Now they have been denied hunting licences, and are frequently arrested and beaten when they do hunt. One Bushman man was given a permit to enter the reserve for three days only; he was followed everywhere by armed guards. Others have have been severely tortured by wildlife officials on suspicion of hunting.
‘The Bushmen are a hunting people,’ said Roy Sesana. ‘I grew up a hunter. All our boys and men were hunters.’
In the eviction camps, however, they are dependent on government hand-outs.
‘I do not want this life,’ says a Gana Bushman. ‘First they make us destitute by taking away our way of life, then they say we are nothing because we are destitute.’
The case became the longest and most expensive in the country’s history, despite being brought about by its poorest inhabitants.
A historic victory was theirs in 2006. The Bushmen won the right to return to their lands, the judges ruling that their eviction by the government was ‘unlawful and unconstitutional’.
The first convoy of Bushmen leaving New Xade in an attempt to return to the CKGR is held at the gate to the reserve by game wardens.
‘We were made the same as the sand, we were born here,’ he says. ‘This place is my father’s father’s father’s land.’
One of the ways the government tried to make their home-coming impossible, was by banning them from accessing a water borehole inside the reserve. As rainfall patterns are unpredictable in the CKGR, a borehole is their main source of water.
In June 2010, the Bushmen launched further litigation against the government in a bid to gain access to their borehole.

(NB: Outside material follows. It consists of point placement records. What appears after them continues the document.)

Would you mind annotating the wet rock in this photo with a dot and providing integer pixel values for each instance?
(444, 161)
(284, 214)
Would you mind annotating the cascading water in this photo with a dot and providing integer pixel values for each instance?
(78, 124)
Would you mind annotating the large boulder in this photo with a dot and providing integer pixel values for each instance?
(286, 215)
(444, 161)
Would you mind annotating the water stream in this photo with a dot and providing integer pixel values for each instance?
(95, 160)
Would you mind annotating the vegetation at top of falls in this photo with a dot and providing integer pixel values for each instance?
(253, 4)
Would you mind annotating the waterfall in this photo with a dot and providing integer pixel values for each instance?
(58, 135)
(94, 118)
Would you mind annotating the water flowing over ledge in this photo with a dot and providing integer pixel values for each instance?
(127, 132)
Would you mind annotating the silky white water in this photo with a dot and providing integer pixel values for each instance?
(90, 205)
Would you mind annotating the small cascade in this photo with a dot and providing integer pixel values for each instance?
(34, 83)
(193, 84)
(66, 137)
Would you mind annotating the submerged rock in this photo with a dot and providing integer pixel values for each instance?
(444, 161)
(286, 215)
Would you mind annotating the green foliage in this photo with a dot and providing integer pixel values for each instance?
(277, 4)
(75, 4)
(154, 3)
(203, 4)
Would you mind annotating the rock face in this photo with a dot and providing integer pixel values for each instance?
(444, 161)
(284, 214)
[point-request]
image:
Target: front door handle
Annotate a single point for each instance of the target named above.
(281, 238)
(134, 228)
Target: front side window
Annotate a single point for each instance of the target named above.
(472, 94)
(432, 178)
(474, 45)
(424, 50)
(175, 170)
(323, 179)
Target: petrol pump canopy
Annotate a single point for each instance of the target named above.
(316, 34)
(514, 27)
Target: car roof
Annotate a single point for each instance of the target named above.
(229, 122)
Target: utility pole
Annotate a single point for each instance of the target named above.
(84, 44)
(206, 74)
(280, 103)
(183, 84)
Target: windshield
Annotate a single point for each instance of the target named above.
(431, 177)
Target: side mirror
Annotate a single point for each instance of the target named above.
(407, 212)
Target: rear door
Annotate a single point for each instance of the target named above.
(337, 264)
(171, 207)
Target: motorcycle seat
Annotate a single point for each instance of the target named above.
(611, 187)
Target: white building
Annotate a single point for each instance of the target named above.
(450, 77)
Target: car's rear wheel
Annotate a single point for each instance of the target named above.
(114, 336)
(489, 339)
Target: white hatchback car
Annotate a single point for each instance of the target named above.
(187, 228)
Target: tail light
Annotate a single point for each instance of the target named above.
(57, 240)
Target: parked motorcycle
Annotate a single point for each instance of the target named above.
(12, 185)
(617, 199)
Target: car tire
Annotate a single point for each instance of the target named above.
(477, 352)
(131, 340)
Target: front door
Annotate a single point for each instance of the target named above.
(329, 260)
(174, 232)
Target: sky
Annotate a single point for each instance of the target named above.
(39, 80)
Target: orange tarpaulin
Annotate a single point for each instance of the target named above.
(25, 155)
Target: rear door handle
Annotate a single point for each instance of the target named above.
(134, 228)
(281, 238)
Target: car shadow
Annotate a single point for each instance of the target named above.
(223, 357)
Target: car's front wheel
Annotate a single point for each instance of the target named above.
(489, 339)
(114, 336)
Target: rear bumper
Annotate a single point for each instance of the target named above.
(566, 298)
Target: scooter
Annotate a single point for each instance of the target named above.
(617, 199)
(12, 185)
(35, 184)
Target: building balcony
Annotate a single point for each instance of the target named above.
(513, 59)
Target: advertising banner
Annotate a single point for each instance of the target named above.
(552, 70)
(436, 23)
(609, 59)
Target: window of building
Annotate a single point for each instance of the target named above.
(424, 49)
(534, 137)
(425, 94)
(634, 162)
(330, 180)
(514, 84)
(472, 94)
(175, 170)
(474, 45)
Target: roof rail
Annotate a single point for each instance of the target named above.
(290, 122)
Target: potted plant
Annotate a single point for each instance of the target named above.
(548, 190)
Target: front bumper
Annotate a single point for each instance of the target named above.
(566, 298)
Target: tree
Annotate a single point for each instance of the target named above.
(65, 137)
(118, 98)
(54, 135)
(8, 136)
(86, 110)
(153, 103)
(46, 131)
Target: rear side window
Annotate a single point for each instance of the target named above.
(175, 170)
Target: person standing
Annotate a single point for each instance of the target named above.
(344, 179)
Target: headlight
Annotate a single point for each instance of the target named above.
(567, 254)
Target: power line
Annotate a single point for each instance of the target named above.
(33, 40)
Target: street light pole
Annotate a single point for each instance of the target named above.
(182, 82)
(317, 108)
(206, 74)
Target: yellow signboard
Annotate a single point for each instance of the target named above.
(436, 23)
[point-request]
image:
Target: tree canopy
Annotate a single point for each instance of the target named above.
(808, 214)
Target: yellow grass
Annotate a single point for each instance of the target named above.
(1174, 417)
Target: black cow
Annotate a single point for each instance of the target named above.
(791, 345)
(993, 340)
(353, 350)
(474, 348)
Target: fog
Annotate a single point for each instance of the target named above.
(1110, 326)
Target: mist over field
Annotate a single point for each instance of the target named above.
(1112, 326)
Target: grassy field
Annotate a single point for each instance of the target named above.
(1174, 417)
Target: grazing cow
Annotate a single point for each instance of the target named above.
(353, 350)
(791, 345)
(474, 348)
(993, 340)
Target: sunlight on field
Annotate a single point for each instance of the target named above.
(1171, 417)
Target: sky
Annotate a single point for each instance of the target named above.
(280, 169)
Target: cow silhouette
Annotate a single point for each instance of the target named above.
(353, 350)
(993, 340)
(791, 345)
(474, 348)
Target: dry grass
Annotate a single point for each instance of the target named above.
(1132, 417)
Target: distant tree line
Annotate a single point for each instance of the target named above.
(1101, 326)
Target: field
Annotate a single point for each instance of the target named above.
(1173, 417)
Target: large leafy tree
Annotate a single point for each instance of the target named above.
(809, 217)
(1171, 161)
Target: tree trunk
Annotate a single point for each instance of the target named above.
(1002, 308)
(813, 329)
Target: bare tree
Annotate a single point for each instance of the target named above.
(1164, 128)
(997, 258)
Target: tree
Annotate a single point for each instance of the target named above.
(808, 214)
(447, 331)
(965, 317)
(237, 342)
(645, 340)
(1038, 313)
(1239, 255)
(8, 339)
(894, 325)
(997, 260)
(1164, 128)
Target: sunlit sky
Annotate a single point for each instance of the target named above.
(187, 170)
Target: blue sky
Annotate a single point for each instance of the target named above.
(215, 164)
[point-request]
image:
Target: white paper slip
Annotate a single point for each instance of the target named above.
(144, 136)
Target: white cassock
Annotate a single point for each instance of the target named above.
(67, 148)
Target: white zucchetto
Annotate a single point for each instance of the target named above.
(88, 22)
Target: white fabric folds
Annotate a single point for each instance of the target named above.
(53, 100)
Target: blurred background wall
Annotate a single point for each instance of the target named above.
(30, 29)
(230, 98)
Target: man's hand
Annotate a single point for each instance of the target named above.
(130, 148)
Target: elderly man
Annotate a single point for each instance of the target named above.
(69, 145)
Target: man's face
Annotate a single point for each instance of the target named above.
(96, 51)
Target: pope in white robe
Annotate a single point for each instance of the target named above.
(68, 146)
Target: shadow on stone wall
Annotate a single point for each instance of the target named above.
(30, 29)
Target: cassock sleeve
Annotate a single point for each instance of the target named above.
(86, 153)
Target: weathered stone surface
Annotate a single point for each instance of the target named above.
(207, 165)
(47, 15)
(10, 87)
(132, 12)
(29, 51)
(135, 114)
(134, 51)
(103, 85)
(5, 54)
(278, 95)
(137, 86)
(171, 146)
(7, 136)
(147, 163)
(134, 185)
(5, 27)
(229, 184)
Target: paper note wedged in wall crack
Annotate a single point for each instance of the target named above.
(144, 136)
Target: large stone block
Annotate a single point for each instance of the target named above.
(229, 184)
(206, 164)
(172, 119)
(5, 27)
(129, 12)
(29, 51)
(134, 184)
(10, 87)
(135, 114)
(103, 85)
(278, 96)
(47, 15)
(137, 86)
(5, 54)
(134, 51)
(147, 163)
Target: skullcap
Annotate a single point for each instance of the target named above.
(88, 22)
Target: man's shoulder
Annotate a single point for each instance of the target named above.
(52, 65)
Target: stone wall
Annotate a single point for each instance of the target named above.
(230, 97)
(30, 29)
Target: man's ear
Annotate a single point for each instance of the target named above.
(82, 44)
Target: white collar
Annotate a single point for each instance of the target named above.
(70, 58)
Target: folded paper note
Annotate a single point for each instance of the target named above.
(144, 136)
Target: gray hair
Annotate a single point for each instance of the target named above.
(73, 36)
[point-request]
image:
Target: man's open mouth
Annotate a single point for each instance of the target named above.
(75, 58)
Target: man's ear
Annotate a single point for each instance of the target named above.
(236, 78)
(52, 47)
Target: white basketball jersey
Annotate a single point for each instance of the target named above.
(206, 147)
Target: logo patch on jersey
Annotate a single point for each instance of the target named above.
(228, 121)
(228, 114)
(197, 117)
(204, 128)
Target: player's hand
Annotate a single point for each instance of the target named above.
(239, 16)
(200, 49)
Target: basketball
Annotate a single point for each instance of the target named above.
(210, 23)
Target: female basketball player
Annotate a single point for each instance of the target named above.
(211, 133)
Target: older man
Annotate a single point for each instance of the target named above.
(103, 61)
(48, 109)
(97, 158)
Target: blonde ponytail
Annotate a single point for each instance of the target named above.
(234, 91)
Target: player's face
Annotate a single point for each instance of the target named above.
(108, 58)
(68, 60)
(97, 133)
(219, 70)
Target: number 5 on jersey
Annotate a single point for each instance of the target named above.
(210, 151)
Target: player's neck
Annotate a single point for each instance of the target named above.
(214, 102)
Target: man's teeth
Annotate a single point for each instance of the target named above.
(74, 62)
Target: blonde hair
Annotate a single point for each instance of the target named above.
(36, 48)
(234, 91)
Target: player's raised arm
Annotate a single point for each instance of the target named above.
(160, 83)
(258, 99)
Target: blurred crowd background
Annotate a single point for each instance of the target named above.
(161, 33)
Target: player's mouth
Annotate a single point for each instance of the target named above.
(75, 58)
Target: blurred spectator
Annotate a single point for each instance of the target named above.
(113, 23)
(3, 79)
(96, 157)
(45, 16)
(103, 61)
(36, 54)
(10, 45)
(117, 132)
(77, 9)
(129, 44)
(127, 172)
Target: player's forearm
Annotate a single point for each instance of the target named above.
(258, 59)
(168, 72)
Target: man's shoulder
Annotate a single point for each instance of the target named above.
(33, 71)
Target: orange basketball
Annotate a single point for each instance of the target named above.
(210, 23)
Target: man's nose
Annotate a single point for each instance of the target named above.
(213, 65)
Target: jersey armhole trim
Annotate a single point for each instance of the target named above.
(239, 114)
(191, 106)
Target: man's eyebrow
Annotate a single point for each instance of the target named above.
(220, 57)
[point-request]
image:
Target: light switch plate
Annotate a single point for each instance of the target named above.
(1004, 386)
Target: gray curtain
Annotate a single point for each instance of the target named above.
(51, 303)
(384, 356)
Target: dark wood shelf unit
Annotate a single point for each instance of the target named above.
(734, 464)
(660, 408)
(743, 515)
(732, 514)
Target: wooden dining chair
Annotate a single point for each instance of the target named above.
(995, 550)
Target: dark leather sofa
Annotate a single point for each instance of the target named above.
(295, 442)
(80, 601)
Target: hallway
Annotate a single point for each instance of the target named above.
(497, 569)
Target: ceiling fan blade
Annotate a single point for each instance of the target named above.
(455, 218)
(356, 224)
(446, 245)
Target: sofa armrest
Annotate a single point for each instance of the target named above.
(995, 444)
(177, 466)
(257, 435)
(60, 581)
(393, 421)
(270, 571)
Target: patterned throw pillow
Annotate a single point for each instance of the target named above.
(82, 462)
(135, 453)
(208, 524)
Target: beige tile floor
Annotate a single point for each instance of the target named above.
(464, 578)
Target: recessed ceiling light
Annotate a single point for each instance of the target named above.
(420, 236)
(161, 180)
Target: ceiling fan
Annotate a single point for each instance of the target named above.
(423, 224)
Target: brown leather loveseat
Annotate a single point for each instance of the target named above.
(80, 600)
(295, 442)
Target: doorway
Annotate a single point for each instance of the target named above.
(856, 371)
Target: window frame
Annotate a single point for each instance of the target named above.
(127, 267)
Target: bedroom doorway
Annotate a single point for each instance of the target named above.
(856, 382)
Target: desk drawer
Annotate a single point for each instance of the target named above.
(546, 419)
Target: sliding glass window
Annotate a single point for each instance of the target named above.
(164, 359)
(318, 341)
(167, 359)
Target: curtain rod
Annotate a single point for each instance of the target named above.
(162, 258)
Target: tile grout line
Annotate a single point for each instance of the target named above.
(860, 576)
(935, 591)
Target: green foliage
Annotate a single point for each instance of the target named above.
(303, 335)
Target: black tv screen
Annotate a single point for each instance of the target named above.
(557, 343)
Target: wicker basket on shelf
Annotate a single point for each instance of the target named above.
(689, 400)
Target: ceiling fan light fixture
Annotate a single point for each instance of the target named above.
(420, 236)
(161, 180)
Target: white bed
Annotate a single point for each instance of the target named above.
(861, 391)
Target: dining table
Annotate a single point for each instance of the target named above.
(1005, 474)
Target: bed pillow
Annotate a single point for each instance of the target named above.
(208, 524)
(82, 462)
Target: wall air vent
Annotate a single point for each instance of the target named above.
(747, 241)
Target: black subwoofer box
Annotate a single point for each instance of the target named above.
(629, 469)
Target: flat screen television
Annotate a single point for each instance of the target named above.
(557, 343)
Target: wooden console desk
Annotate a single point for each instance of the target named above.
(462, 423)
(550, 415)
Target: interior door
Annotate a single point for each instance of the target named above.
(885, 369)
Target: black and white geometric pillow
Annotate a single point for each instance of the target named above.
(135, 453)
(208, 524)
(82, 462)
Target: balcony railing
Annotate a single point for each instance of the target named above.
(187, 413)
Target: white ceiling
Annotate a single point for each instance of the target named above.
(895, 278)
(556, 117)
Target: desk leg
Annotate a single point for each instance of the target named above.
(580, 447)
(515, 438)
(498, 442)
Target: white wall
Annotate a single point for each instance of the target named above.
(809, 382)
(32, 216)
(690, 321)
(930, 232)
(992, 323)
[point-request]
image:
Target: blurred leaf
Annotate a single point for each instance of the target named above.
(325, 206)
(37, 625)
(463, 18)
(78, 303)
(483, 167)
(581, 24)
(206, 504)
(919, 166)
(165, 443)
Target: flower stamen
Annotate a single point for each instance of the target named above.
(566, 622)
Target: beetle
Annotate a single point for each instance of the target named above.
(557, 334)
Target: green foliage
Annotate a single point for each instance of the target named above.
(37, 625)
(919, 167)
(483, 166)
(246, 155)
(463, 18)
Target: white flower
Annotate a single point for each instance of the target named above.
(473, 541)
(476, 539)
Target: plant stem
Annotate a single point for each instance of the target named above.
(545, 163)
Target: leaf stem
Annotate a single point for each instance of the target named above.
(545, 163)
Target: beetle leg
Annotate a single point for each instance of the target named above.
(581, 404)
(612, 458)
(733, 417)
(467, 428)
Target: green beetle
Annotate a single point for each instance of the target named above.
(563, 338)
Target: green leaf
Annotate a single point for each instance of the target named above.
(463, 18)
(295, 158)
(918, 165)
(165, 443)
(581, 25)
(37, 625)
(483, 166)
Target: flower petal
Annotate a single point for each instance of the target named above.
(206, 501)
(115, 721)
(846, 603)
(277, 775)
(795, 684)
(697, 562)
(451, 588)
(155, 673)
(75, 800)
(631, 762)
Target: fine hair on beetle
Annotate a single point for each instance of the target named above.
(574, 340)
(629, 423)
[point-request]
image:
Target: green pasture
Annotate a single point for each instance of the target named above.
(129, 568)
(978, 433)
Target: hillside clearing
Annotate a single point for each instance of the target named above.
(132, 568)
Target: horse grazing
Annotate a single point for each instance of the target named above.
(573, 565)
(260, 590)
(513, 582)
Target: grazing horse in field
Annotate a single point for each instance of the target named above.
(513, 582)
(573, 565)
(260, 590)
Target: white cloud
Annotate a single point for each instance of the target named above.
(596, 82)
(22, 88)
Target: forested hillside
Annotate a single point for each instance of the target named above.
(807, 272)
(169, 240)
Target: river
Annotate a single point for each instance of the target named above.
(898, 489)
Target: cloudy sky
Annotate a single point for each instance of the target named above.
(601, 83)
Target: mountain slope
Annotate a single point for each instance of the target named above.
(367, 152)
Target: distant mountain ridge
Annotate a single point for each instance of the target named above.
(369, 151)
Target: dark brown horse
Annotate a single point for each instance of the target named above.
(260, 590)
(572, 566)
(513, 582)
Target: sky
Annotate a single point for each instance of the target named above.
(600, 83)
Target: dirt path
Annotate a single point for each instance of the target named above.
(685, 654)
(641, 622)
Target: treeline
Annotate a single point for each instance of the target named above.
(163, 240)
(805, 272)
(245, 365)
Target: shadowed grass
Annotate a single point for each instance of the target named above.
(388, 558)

In the court hearing, the judge ruled that the Bushmen were not entitled to access an existing water borehole on their lands, nor drill a new one, and that they had ‘brought upon themselves any discomfort they may endure.’
At the end of January, however, the judge’s ruling was overturned by a unanimous decision of five Appeal Court judges, who ruled that denying Bushmen access to their well amounted to ‘degrading’ treatment, contrary to the country’s Constitution.
Traditionally, the Bushmen find water in ‘pans’ – rain-filled depressions in the sand – and from plants such as tsamma melons and roots, techniques learned over thousands of years of surviving in the desert during the dry seasons, when the water holes of the Kalahari sand-face turn to dust.
‘You learn what the land tells you,’ says Gana Bushman Roy Sesana.
When the ‘pans’ are empty, life without access to a borehole in one of the driest places on earth becomes extremely difficult.
In their historic decision, the Appeal Judges found that the Bushmen have the right not only to use their old borehole, but to sink new boreholes.
They also found that the government must pay the Bushmen’s costs in bringing the appeal.
‘We have been waiting a long time for this,’ said a Bushman spokesman. ‘Like any human beings, we need water to live.’
‘Why must I move?’ asked a Bushman. ‘Why is the government of Botswana persecuting the Bushmen?’
‘I was born in this place and I have been here for a very long time. This is my birthright: here, where my father’s body lies in the sand.’